Cyrene nodded. She had heard that in her lessons. She had always thought it sounded like a fairy tale for the Queen to rule. A nightmare in Byern, where Queen Kaliana was a devil. But she had envisioned a benevolent queen as a ruler. Someone like the Leif Queen Shira.

“My mother, Queen Cassia, always wanted a girl, of course. Someone to rule the queendom after she and King Tomas were no longer around. They were lucky to have my sister, Princess Brigette, first. And then, after a while, the running joke became that they couldn’t have a son. My mother really wanted a son.” Dean shrugged. “So, they kept trying until they had one.”

Cyrene felt a laugh bubble out of her, and it felt so good to just relax after the stress of the last couple of weeks. They were on the royal ship bound for Eleysia with the Prince as an escort. She had survived Kael…if barely. She couldn’t shake the feeling that there was more to what he had said. But at least she was free of him. For now.

“Seems to have worked out for them,” Cyrene told Dean.

“Yes. I’m fortunate to have parents who love me very much.”

“Me, too. Though I haven’t seen my parents in some time. Not since I made Affiliate.” Speaking about her home made her heart contract. She hadn’t been able to tell anyone she was an Affiliate since she had left.

“You leave home for Affiliate training, as far as I know, correct?”

“Yes. You move into the castle and work with your Receiver.”

“And what was your area of expertise?”

Cyrene snorted. “Expertise is a stretch. I wasn’t there that long before I left, and the Queen…well, let’s just say we weren’t on great terms.”

“I met Queen Kaliana. She…left something to be desired,” he said.

“That’s one way to put that she’s a conniving bitch.”

Dean’s laugh boomed over the bow of the ship. When he looked back at her for a second, his eyes glittered in the early morning light, and she had to take a deep breath. His smile brightened his entire face. Everything changed about him. His features smoothed. His eyes lit up. His body eased. She could just stare up into that face all day.

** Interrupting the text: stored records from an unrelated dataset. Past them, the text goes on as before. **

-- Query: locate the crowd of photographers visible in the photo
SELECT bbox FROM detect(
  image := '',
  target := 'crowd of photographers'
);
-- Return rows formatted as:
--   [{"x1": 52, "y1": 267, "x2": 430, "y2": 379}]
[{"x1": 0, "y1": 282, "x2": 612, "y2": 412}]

For a second, when they stared at each other, she forgot that she was a refugee, fleeing Byern to discover her magic, and he was the Prince of a foreign land. They were just two individuals on separate paths that had converged at just the right point. And though she hardly knew him at all, she found herself at ease with him.

His eyes stuttered to her lips and then back. He seemed to realize his error and looked back out at the ocean beyond. She swallowed and was glad that she wasn’t the only one effected.

“How much longer?” she whispered, standing shoulder-to-shoulder with him against the rail.

“We should arrive by nightfall. It’s only a day trip from Aurum.”

She breathed a sigh of relief. “Good.”

“You don’t like the sea?”

“No. I do. I’m just anxious to be there.”

He questioningly raised an eyebrow, and she thought he was going to ask her about why she had left, but the words never came.

“Stay with me,” he said instead.

“What do you mean?” she asked cautiously.

“In the palace. We have plenty of room, and I’d love to get to know you.”

“And you can’t do that if I’m staying elsewhere?” she asked. She knew she was playing hard to get, but in reality, her heart was racing away from her. She hadn’t expected a direct invitation to the palace or to have more time with Dean. A thought she was relishing at the moment.

“You know I would come see you every day regardless of where you stayed in my homeland,” he said with a bright smile, “but I’d prefer if I could show it to you from my home.”

Even though every inch of her was screaming to say yes, she forced herself to consider the offer before jumping into something. “I’ll think about it.”